After my friend Judith and I had spent two days in Riga – one being ridiculously active and one being lazy and hungover – we decided we needed to get out of the city and see what's going on in the rest of tiny Latvia we had already fallen in love with.
And if there is a chance for us to stick our feet into the sand, the decision where to go is pretty much made.
We went to Jurmala, a sweet beach town just a 30min train ride from Riga.
Side note 1:
I've included a little map at the end of this post to make sure you don't get lost.
Side note 2:
The train station in Jurmala is called “Majori”, not Jurmala. This might spare you a very confusing conversation with a Latvian ticket vendor.
We still managed to board a beautiful old train and reached Majori / Jurmala half an hour later.
1. Jomas Iela 29
Getting off the train, the first building worth looking at is just on the other side of the road:
This beautiful hotel with it's flashing green copper roof puts a nice colour accent to the otherwise grey-ish surrounding.
It was built in 1925 in the style of historicism. Unfortunately, this large hotel which once had 100 rooms is now closed.
2. Haunted Houses
Walking down Jomas Iela you will find abandoned houses wrapped in green nets like presents, like we've seen them all over Latvia. This one if my favourite:
And just like in Riga, you will find adorable doll houses, right next to these haunted ones:
3. Orthodox church of St. Vladimir in Dubulti
This one is a 20min walk away to Strēlnieku prospekts 26 but definitely worth it!
Probably the most colourful church I've ever seen, the interior as beautiful as the exterior.
I don't think I've ever been to an orthodox church before and the colours absolutely blew me away.
To walk back towards Majori, you can either take the street you just came from or walk on the beach (guess what we chose)
The for sale sign on this former bath-house on Pilsoņu iela 1 really broke my heart (who wants to chip in for a beach house in Latvia?).

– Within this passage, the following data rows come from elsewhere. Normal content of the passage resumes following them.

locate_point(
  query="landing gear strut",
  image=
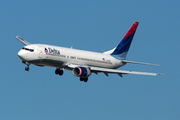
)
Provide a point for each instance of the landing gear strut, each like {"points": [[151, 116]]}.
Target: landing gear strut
{"points": [[83, 79], [58, 71], [27, 68]]}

It was built between 1911 and 1916 and served as a very fancy bath house during Sovjet times, offering all kinds of treatments.
5. Dzintaru Mezapark
Another 20min walk later, you'll reach Dzintaru Mezapark.
This park in the middle of all these traditional houses really surprised me:
design benches, mirrored containers and a modern observation tower?
Not what I expected and worth a visit!
(I've written an entire post about the observation tower, which you can find here)
In between these stops, you will find more doll houses, cute cafés and lots of beach.
We strolled around this small town for an entire day, put our feet in the (very cold) sand, had lunch from a traditional sauerkraut buffet and saw cats eating actual fish like from a comic book.
I'll definitely have to return in the summer, for a proper beach day!